I’d seen a title somewhere for ‘bean brownies’ and that caught my imagination and then I remembered that aduki beans are used in sweet applications in Japanese cooking.

I did experiment with aduki beans first and although nice, they weren’t ‘out of this world wonderfully nice’. I saw the black beans rubbing shoulders on the shelf with the aduki beans in the supermarket and thought I’d try baking with them. I’ve cooked black beans before in Mexican chillies and liked them.

Black beans go beautifully with chocolate but if you try the mixture at the butter/sugar/pureed bean stage before the cocoa goes in, they have the most lovely flavour. It seemed a shame not to make some buns with the beans being allowed to speak for themselves so that’s when I tried the plain variation.

Both variations are really lovely: try them for yourself and see.

A food processor makes mixing both cake mix and icing efficient and easy. Use cook’s measuring spoons for measuring raising agents accurately.

Flour Tip

You can use very fresh self-raising flour if you prefer instead of the plain flour/raising agents combination. Once you have opened a bag of self-raising flour make sure you seal it afterwards, and keep it in an airtight container in a cool dry place. Finish the bag quickly for best results.

Chocolate Black Bean Buns

Makes 16

  • 150g canned black beans
  • 125g soft light brown sugar
  • 110g salted butter, softened
  • 150g plain flour
  • 25g cocoa powder
  • 1 level teaspoon bicarbonate of soda
  • 2 level teaspoons cream of tartar
  • 3 eggs
  • 2 tablespoons milk

Preheat oven to 160C (fan oven) or equivalent

You will need 2x12 cup muffin tin and 16 muffin/cupcake-size paper cases

Drain the beans, rinse thoroughly in cold running water and drain again before weighing.

Whiz the beans and sugar to a puree in the food processor. Add the butter and whiz to combine.

Add the cocoa and raising agents to the plain flour. Sieve half over the mixture. Add the eggs and remaining flour and whiz. Add milk and whiz until smooth.

Divide mixture between the paper cases. Bake for 15 minutes or until risen, springy to the touch and a skewer inserted comes out clean.
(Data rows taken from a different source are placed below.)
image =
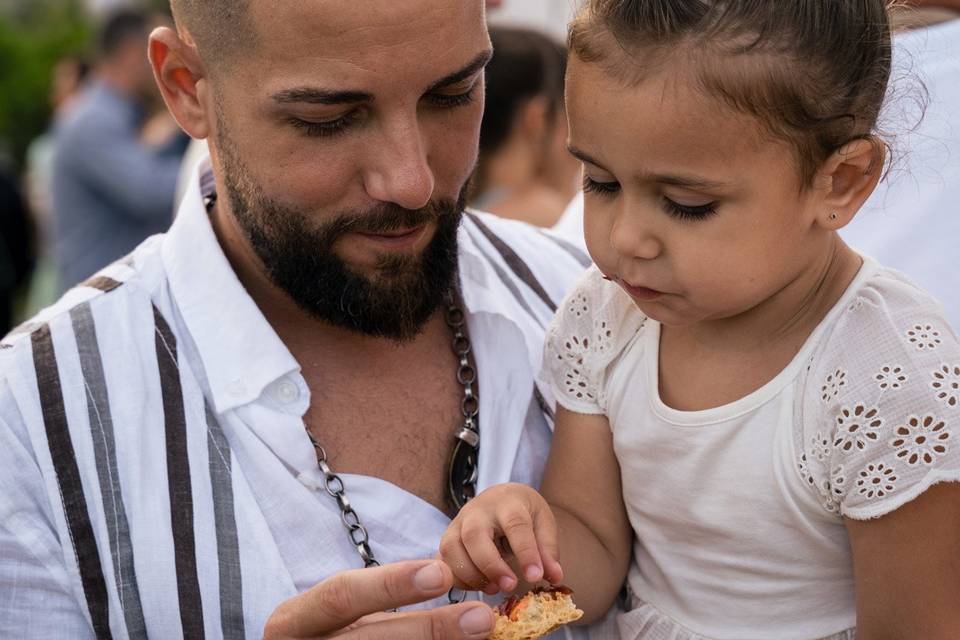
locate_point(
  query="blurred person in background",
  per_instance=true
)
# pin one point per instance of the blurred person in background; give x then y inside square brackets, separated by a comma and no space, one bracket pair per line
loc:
[911,223]
[115,170]
[524,171]
[16,246]
[66,85]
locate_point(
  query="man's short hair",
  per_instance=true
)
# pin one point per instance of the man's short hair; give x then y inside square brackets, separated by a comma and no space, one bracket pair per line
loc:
[121,27]
[218,27]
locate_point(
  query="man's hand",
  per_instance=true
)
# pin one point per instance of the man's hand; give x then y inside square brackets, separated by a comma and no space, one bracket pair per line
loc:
[350,606]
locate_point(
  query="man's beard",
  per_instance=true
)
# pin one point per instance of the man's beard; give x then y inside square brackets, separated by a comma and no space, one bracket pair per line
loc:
[299,258]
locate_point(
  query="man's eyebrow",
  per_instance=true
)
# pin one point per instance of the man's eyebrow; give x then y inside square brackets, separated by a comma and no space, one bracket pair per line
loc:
[475,65]
[314,95]
[676,180]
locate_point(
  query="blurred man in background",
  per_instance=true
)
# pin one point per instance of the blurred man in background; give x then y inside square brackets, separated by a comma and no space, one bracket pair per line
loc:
[16,246]
[113,177]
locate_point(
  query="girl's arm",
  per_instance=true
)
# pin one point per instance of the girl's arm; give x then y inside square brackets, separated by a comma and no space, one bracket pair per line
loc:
[582,486]
[907,569]
[585,524]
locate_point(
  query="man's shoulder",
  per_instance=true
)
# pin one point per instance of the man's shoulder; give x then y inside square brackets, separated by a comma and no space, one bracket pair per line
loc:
[524,254]
[115,291]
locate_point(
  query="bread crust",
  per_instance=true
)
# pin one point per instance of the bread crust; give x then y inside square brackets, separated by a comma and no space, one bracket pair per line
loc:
[535,614]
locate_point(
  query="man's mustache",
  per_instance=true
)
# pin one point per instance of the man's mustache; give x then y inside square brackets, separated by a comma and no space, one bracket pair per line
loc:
[386,218]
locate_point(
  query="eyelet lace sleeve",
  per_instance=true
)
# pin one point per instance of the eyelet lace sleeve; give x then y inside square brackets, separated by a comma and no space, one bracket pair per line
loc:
[590,328]
[882,404]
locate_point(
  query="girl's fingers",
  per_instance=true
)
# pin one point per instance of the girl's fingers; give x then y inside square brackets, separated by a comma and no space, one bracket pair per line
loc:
[545,526]
[516,523]
[477,536]
[465,573]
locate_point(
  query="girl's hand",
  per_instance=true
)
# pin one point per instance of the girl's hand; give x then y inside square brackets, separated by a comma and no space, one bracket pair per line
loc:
[508,521]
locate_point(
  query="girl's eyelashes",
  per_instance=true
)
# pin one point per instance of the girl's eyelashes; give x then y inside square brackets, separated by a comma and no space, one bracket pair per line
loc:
[600,188]
[687,212]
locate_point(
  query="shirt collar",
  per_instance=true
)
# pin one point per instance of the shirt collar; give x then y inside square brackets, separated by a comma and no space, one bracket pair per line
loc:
[240,351]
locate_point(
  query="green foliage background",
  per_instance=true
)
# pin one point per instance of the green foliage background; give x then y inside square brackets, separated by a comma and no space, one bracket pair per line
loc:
[33,36]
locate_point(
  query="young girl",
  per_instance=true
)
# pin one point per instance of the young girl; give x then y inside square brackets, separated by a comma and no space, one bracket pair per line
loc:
[758,428]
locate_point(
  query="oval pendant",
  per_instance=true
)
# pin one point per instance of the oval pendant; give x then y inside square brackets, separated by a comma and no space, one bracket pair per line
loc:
[462,481]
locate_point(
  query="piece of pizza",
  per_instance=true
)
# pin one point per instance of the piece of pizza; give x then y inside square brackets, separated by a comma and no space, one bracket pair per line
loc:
[535,614]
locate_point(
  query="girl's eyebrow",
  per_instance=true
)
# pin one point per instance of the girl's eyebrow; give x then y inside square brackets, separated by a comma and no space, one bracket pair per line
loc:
[677,180]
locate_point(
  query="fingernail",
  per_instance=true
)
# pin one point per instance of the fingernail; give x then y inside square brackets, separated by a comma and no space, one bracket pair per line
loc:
[476,621]
[429,578]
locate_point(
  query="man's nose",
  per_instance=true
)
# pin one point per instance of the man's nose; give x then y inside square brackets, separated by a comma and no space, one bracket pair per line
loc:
[400,170]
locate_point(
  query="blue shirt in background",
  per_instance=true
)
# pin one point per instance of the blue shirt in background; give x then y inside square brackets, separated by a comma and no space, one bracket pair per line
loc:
[110,191]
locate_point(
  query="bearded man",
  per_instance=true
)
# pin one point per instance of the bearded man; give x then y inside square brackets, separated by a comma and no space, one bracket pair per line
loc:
[309,373]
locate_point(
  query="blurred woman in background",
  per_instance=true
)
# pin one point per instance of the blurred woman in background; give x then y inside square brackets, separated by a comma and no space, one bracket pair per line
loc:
[525,171]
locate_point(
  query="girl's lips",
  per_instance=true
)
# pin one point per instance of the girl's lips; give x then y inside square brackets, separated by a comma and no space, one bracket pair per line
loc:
[641,293]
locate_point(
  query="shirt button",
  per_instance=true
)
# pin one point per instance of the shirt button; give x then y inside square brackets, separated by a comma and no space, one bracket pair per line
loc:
[287,392]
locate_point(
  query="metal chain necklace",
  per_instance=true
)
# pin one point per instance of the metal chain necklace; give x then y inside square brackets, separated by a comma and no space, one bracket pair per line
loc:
[462,474]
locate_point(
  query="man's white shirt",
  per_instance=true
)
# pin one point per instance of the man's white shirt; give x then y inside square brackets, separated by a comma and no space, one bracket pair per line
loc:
[156,478]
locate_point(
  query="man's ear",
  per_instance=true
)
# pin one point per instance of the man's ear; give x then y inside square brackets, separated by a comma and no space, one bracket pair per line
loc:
[180,75]
[849,176]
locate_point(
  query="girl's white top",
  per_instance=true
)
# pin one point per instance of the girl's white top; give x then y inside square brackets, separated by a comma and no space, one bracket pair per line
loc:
[738,510]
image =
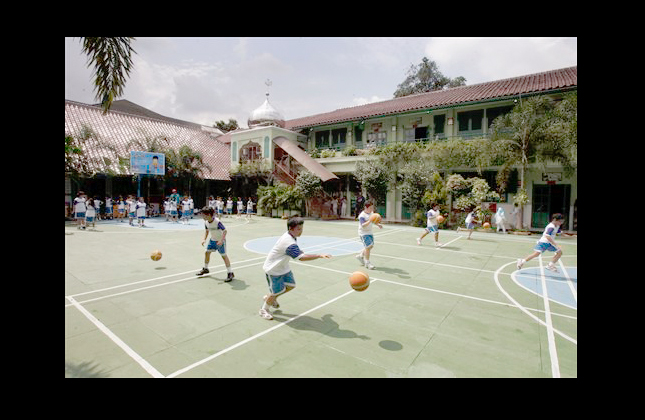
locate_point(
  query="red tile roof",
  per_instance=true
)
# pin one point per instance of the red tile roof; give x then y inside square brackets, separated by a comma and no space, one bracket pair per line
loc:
[533,83]
[117,129]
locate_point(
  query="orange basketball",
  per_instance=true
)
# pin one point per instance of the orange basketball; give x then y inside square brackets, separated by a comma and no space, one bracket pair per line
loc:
[359,281]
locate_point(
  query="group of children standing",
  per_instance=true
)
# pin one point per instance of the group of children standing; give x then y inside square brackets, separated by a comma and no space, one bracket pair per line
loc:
[176,208]
[218,206]
[88,209]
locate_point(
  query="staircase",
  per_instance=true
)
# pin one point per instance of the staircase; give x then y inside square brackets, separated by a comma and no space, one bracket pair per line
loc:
[284,174]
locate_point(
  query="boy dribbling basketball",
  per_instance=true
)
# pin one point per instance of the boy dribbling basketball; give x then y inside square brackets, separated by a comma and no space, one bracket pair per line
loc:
[547,243]
[276,267]
[216,243]
[365,233]
[432,226]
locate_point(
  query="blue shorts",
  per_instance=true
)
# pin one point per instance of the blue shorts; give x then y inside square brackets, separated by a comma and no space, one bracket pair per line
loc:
[278,284]
[431,228]
[368,240]
[544,246]
[212,246]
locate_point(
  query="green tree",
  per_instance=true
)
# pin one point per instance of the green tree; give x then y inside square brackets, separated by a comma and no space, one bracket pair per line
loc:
[185,163]
[226,126]
[470,193]
[426,77]
[112,60]
[536,130]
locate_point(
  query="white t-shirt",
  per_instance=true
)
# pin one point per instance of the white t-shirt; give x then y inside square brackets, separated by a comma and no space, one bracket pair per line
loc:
[277,262]
[141,209]
[432,217]
[79,205]
[549,230]
[91,211]
[215,228]
[362,218]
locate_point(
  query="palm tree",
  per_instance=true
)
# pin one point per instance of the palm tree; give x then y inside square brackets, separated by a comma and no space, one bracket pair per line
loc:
[112,59]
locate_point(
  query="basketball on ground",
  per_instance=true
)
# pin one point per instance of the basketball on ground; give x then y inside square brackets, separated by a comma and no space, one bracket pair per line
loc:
[359,281]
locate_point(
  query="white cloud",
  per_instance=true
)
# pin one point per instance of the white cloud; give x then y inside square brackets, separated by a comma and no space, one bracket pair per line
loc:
[485,59]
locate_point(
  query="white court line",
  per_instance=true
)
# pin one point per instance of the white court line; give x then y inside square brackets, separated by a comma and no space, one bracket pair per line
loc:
[574,292]
[553,352]
[105,330]
[159,278]
[241,343]
[522,308]
[160,284]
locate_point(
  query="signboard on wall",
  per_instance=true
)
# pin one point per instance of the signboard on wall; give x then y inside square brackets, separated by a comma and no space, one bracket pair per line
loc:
[151,163]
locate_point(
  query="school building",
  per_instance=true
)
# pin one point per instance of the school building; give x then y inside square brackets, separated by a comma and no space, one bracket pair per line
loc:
[285,146]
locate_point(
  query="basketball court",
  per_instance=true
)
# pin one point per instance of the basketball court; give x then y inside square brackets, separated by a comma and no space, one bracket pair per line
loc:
[462,310]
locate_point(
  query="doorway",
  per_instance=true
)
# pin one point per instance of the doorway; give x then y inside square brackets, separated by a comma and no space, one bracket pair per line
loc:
[547,200]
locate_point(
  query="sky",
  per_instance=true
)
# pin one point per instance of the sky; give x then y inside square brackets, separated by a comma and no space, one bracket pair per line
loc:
[204,80]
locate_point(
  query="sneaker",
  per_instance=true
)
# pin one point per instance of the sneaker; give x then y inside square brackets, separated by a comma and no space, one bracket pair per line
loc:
[520,263]
[551,267]
[275,305]
[204,271]
[265,314]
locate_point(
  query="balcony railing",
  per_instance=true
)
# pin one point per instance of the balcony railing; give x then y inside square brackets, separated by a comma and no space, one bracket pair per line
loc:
[438,137]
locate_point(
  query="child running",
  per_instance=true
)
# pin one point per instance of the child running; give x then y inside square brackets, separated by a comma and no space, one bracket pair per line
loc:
[432,225]
[216,243]
[365,232]
[471,219]
[547,243]
[276,266]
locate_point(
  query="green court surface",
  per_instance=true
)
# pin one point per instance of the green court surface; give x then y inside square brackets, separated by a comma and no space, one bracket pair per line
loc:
[461,310]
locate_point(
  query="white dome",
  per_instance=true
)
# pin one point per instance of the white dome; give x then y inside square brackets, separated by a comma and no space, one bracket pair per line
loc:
[265,114]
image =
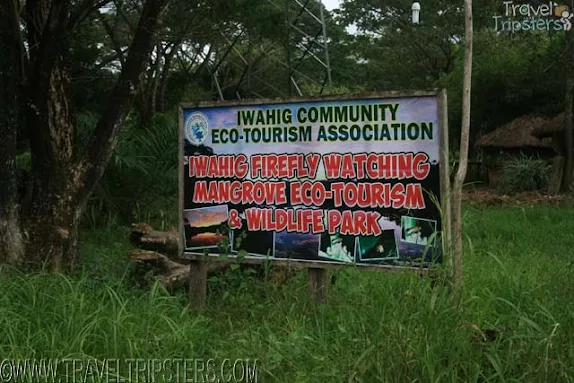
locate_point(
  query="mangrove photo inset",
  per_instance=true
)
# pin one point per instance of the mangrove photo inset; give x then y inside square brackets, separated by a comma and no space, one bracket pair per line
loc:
[205,227]
[336,247]
[417,230]
[377,248]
Set aside to cool. Good just as they are they’re fabulous with dreamy, creamy vanilla buttercream swirled on top. Use vanilla paste if you can: the tiny seeds always look so tempting.

Lemon and Vanilla Buttercream

  • 175g sieved icing sugar
  • 75g softened butter
  • ¼ teaspoon of vanilla bean paste or extract
  • 1-2 tablespoons sieved lemon juice

Whiz the icing sugar in the clean dry food processor bowl to eliminate persistent lumps.

Add the butter and vanilla and whiz until combined. Add the lemon juice and whiz until smooth.

Transfer to an icing bag or bottle with a star nozzle and pipe swirls of buttercream onto the cooled buns. Those coffee flavoured chocolate beans you can get look good on top as the finishing touch.

Plain and Lovely Black Bean Buns with Raisins

Try making the buns without the cocoa: the beans have a lovely flavour on their own. Make up the flour quantity to 175g. Remove the processor blade at the end of mixing and stir in 50-75g raisins. Bake as before. Eat plain or drizzle with glace icing made with lemon juice.

You can cut down the sugar from 125g to 110g if you like.